17th-Century Swedes Were Only Inches Tall
While I considered myself at least somewhat educated about European history, my ignorance was revealed during a visit to the Vasa Museum. Frankly, I had no idea how tiny people were as recently as the 17th century. Unless I’m mistaken, they measured half-a-foot high, tops.
Vasa was meant to be the pride of the Swedish fleet, designed with no expense spared, from ornately decorated carvings to 64 massive cannons. Fatally top heavy, it sank minutes into its maiden voyage, in front of thousands of Stockholmers who watched from the shore. Down it went, 105 feet to the bottom of the harbor, where it lay undisturbed for centuries, until it was raised in 1961.
It has been painstakingly restored ever since, and is housed in a beautiful museum on Djurgården. Let’s take a look at it.
It looks as good as new, doesn’t it? Bravo, Swedish marine archeologists. The cannons, while appearing like something hobbyists use to fire caps today, must have been fearsome-looking indeed. Remember, the vessels they were meant to engage would have been just as small back then.
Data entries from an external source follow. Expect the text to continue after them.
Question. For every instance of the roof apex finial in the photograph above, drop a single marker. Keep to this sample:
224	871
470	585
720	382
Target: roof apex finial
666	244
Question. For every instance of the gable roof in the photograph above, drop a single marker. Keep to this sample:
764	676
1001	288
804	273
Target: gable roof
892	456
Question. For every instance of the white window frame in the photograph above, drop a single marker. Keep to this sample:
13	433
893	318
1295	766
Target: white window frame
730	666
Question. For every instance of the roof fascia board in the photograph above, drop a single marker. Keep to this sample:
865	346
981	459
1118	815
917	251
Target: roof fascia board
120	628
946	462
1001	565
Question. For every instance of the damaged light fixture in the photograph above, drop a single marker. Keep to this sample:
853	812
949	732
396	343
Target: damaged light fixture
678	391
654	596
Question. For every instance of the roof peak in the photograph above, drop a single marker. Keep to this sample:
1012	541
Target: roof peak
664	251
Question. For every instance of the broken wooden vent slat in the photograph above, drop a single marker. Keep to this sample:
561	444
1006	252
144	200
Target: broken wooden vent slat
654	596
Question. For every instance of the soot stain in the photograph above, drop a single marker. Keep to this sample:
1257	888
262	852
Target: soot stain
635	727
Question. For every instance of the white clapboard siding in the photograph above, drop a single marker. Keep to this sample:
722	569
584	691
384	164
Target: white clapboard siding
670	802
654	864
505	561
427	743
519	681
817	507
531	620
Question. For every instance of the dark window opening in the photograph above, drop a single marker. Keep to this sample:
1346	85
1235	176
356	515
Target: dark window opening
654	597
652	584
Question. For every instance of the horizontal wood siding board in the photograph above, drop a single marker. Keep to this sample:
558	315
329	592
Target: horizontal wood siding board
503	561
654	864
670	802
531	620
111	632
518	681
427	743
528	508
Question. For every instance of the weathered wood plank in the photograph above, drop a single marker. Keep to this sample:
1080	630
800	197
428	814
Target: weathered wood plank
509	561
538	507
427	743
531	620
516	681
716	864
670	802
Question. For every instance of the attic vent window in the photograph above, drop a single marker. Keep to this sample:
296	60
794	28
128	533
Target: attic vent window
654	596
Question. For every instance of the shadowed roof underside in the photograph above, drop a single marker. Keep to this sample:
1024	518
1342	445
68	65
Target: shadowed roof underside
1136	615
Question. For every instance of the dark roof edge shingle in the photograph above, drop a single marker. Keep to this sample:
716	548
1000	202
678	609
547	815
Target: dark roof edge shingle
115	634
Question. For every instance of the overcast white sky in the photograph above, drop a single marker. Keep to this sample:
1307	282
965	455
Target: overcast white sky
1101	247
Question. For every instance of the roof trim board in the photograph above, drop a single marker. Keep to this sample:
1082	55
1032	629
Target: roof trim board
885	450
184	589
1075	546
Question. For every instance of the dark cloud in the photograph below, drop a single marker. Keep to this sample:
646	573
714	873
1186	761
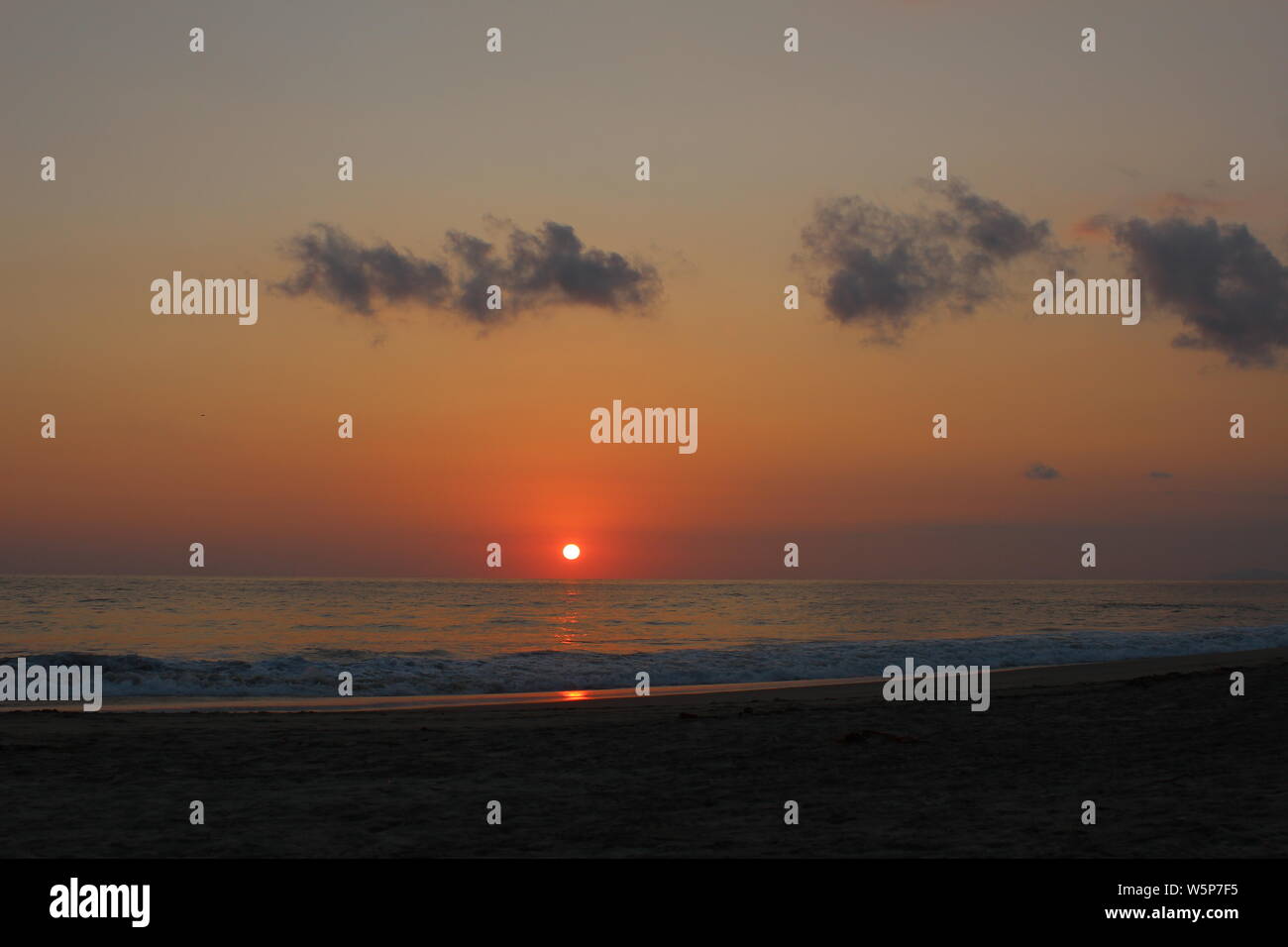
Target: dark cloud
548	266
1228	286
1041	472
883	268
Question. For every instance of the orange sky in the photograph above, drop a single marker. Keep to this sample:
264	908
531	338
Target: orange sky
191	428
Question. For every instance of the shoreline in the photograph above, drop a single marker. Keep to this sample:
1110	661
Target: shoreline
824	688
1176	766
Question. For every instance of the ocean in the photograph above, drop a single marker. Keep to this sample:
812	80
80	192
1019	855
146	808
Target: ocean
292	637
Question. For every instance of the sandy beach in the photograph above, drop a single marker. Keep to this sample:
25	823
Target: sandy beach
1176	766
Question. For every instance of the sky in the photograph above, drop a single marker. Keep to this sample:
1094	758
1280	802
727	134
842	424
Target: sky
767	169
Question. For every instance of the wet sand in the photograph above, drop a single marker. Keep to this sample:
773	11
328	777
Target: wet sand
1176	766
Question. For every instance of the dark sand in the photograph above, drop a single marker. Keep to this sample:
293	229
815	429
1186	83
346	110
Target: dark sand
1176	766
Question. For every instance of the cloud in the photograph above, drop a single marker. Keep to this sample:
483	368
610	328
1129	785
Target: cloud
1229	287
336	268
1041	472
1179	204
536	269
881	269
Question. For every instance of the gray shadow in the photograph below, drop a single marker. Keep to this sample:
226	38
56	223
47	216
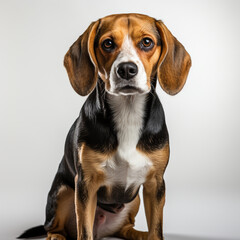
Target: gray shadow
181	237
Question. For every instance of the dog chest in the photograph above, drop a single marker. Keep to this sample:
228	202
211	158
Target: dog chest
128	167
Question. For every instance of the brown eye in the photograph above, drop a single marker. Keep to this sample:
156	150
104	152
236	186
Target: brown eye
146	44
108	45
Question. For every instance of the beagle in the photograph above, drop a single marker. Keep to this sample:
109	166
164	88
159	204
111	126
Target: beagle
120	139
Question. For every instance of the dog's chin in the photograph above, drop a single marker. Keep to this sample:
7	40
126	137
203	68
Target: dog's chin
128	91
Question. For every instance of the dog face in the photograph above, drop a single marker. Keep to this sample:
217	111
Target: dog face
127	51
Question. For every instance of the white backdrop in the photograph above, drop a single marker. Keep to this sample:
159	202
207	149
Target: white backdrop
38	107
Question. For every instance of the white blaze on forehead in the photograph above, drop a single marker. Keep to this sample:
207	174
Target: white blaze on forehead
128	53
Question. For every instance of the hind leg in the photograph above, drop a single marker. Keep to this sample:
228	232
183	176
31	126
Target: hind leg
60	214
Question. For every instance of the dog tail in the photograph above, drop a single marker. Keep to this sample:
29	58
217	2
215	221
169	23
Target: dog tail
34	232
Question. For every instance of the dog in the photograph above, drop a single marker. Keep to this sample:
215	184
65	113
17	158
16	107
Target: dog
120	140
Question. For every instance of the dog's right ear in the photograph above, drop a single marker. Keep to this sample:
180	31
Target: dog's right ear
80	62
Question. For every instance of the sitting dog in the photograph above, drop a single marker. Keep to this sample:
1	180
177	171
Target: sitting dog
120	139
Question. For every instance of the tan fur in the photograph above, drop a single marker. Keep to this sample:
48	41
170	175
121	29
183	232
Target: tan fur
55	237
154	206
64	213
84	61
127	231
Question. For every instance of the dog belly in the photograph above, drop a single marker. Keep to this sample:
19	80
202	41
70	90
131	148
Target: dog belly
107	223
117	194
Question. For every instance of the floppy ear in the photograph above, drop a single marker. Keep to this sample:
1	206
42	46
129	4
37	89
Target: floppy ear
174	62
80	62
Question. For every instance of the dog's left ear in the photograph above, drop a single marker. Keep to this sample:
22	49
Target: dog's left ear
174	62
80	62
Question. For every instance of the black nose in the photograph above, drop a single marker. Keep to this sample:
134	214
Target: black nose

I know what you are thinking. What’s that ugly thing behind Vasa? I didn’t pay close attention—we were in a hurry to get to the ABBA Museum down the street—but I’m guessing it is the Swedes attempt to show us what the size of the ship would be like today, given how much taller we’ve become, thanks to inventions like protein shakes and Lunchables.
It seems like they’ve run out of money to finish the big model, despite charging ticket prices of $15 and up.
After visiting, I began to question whether I had gotten it wrong. Was it possible the smaller ship was the model? And that the larger one was the actual Vasa? Reassuringly, in Denmark and Germany I found further proof that people of long ago were much smaller in stature.
I still recommend you pop in to see Vasa (on your way to celebrate Sweden’s more successful export ABBA) despite the museum’s misguided attempt to show us how big the ill-fated warship would be in today’s modern world.
It was nice to discover just how small folks were, in the not-so-distant past. Like they say, travel is broadening.